/deduplicator

Command line tool to summarize file tree information and provide macros for deduplication.

Primary LanguagePythonGNU General Public License v3.0GPL-3.0

Deduplicator

Scripts for

  • Finding and deleting duplicate files
  • Finding and removing empty directories

File List

deduplicate.py
Script that generates the list of duplicate files and optionally deletes files from that list.
deemptydir.py
Script that generates the list of directories containing no files and optionally deletes them.
dupfilters.py
Class defining the functions used by deduplicate.py for sorting instances of duplicate files. All functions for sorting duplicates are defined in this class. Simple interface for extending with additional functions.
deduplicate.ini
A configuration file referenced by deduplicate.py during some sorting functions. All values are example and should be modified to fit use. Place a modified copy in the base directory being searched to define a local configuration for that search.
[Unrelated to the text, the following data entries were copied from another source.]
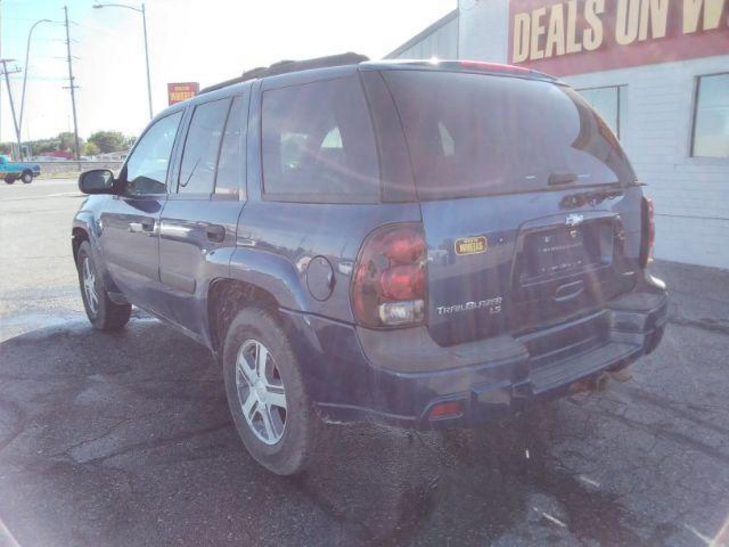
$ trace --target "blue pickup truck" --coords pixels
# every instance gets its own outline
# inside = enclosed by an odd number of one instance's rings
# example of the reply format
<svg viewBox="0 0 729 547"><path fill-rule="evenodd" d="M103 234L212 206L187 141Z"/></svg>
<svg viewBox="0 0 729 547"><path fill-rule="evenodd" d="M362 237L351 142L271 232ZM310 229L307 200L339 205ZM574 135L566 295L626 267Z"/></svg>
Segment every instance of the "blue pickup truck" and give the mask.
<svg viewBox="0 0 729 547"><path fill-rule="evenodd" d="M28 185L41 174L41 166L37 163L19 163L9 161L5 156L0 156L0 178L12 185L20 179Z"/></svg>

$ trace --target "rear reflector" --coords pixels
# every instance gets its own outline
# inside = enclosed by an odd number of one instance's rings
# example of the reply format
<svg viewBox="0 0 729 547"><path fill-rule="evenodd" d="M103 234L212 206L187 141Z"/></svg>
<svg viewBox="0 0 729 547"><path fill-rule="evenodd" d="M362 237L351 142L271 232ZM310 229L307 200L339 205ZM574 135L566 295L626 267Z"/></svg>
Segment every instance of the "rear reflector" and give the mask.
<svg viewBox="0 0 729 547"><path fill-rule="evenodd" d="M463 414L463 406L461 401L453 400L448 403L439 403L431 409L428 417L430 419L439 418L454 418Z"/></svg>
<svg viewBox="0 0 729 547"><path fill-rule="evenodd" d="M641 268L648 265L653 255L653 245L655 244L655 212L653 201L644 197L641 202Z"/></svg>

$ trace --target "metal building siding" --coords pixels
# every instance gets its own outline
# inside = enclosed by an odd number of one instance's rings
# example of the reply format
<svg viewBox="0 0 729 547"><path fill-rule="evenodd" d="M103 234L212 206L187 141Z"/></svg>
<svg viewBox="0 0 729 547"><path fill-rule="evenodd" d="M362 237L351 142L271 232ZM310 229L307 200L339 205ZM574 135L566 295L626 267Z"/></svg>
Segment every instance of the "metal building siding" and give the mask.
<svg viewBox="0 0 729 547"><path fill-rule="evenodd" d="M620 140L655 203L655 257L729 268L729 159L690 156L696 77L717 72L729 72L729 55L562 79L627 86Z"/></svg>
<svg viewBox="0 0 729 547"><path fill-rule="evenodd" d="M458 10L448 13L429 27L411 38L386 59L458 58Z"/></svg>

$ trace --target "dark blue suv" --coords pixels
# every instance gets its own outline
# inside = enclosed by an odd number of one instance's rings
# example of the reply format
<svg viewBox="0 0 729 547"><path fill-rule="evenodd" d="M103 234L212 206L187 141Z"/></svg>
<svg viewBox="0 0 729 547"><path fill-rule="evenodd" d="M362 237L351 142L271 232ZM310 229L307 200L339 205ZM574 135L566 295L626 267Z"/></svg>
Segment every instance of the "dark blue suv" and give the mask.
<svg viewBox="0 0 729 547"><path fill-rule="evenodd" d="M210 348L279 474L322 421L472 426L601 383L666 322L618 141L519 67L277 63L170 107L118 176L79 185L91 322L133 304Z"/></svg>

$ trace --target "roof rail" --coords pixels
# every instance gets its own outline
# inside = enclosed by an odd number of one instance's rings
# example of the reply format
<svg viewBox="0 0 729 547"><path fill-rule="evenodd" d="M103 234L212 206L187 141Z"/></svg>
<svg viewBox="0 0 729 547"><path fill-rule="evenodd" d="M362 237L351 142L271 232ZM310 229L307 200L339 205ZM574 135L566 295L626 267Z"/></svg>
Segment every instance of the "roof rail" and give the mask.
<svg viewBox="0 0 729 547"><path fill-rule="evenodd" d="M327 66L343 66L345 65L354 65L370 61L370 58L359 53L340 53L335 55L327 55L327 57L317 57L314 59L305 59L304 61L279 61L274 63L270 66L259 66L243 72L236 78L231 78L219 84L205 88L200 91L198 95L208 93L223 88L227 88L233 84L241 82L247 82L257 78L264 78L267 76L276 76L277 74L284 74L288 72L298 72L302 70L309 70L310 69L322 69Z"/></svg>

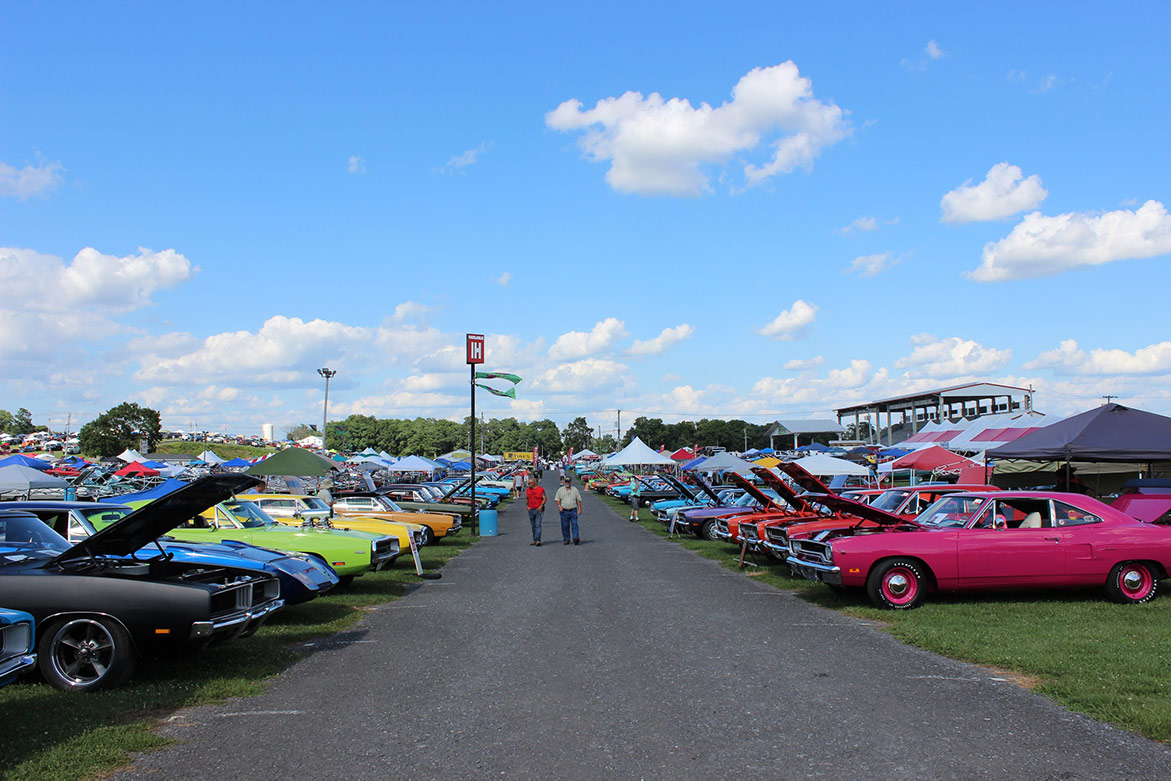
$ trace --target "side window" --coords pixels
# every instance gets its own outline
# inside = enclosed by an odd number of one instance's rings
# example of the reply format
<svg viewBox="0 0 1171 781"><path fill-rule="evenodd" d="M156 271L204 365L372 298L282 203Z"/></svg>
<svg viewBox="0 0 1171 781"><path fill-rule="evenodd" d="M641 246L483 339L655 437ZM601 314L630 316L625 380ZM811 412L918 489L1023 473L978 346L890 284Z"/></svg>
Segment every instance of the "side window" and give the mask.
<svg viewBox="0 0 1171 781"><path fill-rule="evenodd" d="M1056 526L1086 526L1087 523L1101 523L1102 519L1094 513L1078 509L1063 501L1053 502L1054 520Z"/></svg>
All Python files tested exclusively with Python 3.5.3 on Debian 9.

Usage

NOTE: The scheme for comparing files is to first compare file size, and then to compare a CRC checksum of the first 4 MiB of the file. File Header information is not used. This means two files which are the same size and have an idential leading 4 MiB will be considered duplicate. This may be a problem for multiple versions of a disk image (where size is fixed and data is identical for significant portions of the file). This will likely not be changed unless an issue is opened.

Initialization

deduplicate.py <dir> build Builds a list in <dir> and in each subdirectory (recursive) of the files in that directory. Saves each list as .deduplicator_record. Uses these lists to find which files are identical and writes a list of all duplicate instances to <dir>deduplicator_summary

Options:

--full
If any directory already contains a .deduplicator_record, rename it to .deduplicator_record_prev and generate a new one.
--light
If any directory already contains a .deduplicator_record, generate a new one using any data it has for files still in that directory. Currently does not save old file

Default behavior (neither option) is to skip generating any .deduplicator_record which already exists.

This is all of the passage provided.